Wpis z mikrobloga

@ElLama: mega bekę miałem wczoraj w galerii SCC w Katowicach, korytarze #!$%@? ludźmi, człowiek na człowieku, ale twardo kolejki do poszczególnych sklepów, bo limity osób na sklep, za to obok w Tesco już bez żadnych limitów i tak samo jak na korytarzu tłumy. Fuck logic, wybredny ten wirus, atakuje w konkretnych sklepach ( ͡° ͜ʖ ͡°)
  • Odpowiedz
@SpasticInk: Mnie szczególnie ta kolejka to tkmaxa rozbroiła. xD W sensie, kupowanie rzeczy na promkach bardzo spoko, ale w życiu by mi się nie chciało stać dwie godziny w kolejce, choćbym miał oszczędzić na zakupach.
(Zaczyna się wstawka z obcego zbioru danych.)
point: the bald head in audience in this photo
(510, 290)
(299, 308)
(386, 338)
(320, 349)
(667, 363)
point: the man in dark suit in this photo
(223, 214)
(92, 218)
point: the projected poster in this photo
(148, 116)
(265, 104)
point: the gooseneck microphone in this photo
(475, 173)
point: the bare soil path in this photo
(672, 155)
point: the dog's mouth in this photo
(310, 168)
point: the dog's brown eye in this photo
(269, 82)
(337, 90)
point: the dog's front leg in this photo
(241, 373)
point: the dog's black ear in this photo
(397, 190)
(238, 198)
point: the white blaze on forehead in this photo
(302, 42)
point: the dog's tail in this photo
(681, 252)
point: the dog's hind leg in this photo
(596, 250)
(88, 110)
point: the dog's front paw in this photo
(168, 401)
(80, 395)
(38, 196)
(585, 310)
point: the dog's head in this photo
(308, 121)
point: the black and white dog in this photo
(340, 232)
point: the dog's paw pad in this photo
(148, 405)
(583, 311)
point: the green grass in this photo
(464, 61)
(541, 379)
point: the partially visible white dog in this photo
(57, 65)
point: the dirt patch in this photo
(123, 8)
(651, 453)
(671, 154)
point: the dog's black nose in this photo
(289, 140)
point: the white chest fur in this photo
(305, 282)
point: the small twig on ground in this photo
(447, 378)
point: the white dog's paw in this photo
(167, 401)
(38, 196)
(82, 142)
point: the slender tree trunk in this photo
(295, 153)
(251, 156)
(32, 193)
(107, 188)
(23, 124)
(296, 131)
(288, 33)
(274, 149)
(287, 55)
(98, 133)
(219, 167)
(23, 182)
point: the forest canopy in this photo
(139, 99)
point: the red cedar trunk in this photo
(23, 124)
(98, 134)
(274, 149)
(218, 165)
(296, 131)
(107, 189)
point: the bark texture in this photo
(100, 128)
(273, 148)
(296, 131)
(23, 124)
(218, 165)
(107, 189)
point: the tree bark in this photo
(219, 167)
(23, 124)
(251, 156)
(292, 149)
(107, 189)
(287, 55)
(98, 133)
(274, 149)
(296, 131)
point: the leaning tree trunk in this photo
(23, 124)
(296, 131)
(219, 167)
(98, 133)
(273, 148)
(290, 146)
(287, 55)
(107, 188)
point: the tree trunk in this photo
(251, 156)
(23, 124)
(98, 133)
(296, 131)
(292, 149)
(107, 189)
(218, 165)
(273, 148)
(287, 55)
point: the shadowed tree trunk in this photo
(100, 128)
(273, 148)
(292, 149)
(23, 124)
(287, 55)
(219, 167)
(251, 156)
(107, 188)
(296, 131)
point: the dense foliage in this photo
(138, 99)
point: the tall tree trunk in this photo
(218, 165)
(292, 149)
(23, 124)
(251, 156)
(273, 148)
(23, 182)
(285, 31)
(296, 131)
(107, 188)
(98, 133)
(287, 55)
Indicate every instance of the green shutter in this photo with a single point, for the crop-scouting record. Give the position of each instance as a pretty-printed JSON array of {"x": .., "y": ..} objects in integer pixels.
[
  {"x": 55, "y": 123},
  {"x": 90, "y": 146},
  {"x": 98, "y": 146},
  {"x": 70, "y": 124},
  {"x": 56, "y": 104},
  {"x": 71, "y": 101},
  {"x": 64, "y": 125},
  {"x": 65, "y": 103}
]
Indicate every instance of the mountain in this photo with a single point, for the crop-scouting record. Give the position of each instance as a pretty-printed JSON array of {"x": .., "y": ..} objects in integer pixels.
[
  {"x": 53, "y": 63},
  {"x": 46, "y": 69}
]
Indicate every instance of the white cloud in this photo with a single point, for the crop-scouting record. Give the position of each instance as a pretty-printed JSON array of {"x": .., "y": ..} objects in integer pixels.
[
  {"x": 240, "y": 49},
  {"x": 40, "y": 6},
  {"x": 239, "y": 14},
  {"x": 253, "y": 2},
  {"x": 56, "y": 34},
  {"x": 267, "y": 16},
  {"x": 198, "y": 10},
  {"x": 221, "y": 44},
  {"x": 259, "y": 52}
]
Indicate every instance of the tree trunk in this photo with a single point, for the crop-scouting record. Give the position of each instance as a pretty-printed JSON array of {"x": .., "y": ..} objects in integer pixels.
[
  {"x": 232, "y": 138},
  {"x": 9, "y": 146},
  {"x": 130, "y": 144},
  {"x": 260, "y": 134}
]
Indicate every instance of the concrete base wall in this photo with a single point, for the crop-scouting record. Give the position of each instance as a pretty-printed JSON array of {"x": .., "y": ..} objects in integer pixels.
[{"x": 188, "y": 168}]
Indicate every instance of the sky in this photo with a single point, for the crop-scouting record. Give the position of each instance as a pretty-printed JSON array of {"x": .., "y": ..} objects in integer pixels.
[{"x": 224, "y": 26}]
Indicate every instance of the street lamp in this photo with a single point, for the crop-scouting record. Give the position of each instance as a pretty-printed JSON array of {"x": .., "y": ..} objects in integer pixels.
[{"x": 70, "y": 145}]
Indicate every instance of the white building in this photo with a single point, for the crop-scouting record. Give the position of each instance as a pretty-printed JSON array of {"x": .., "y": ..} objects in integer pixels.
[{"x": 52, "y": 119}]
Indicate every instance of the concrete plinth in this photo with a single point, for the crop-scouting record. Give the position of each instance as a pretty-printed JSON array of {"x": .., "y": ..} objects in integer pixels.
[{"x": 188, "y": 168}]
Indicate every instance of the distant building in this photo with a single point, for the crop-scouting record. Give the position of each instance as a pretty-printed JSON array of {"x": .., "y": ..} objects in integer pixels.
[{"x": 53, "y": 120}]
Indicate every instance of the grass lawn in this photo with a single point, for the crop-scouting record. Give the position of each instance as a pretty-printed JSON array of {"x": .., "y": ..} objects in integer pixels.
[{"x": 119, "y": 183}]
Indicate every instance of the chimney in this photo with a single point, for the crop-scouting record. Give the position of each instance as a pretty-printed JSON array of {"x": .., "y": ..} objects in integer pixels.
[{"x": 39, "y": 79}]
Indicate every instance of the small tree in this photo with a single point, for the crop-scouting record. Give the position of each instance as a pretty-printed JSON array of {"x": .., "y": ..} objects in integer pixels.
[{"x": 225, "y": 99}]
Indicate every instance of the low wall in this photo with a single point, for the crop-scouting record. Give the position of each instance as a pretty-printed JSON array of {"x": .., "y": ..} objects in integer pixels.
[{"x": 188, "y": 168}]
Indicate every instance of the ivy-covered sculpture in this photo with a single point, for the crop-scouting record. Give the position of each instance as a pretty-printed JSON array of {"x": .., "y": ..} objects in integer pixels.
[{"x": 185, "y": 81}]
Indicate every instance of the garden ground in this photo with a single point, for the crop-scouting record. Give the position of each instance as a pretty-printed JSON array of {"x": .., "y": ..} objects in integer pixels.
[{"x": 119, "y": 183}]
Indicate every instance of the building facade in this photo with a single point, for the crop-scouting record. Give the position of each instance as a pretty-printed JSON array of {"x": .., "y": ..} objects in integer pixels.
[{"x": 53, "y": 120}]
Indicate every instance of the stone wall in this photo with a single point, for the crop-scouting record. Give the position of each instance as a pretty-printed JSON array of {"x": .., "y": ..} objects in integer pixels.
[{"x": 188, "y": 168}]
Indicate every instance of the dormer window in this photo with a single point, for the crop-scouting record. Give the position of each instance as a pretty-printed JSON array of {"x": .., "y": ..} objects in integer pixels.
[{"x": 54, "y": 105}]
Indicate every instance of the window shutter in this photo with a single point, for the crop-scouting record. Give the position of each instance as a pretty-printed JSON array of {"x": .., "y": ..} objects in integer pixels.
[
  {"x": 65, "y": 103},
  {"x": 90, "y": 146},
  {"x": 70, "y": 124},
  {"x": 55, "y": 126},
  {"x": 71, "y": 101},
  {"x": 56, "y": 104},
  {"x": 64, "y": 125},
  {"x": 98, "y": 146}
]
Często i tak kupuje się wtedy rzeczy, które nie są potrzebne, bo "tanio, a nie znalazłem tego, co chciałem". ( ͡° ͜ʖ ͡°)
  • Odpowiedz
@SpasticInk: a co jeśli sklepy spożywcze są sklepami pierwszej potrzeby? W kościołach też są takie tłumy jak w galeriach? Nie sądzę. Może jedynie w niedzielę na mszy a nie przez cały tydzień
  • Odpowiedz
@Marek1991: sklepy pierwszej potrzeby? Czyli tam nie atakuje i nie potrzebne są limity? Wybredny ten wirus ( ͡° ͜ʖ ͡°)
Akurat mieszkam koło kościoła i cmentarza, tak są tłumy, zwłaszcza w niedziele i na pogrzebach.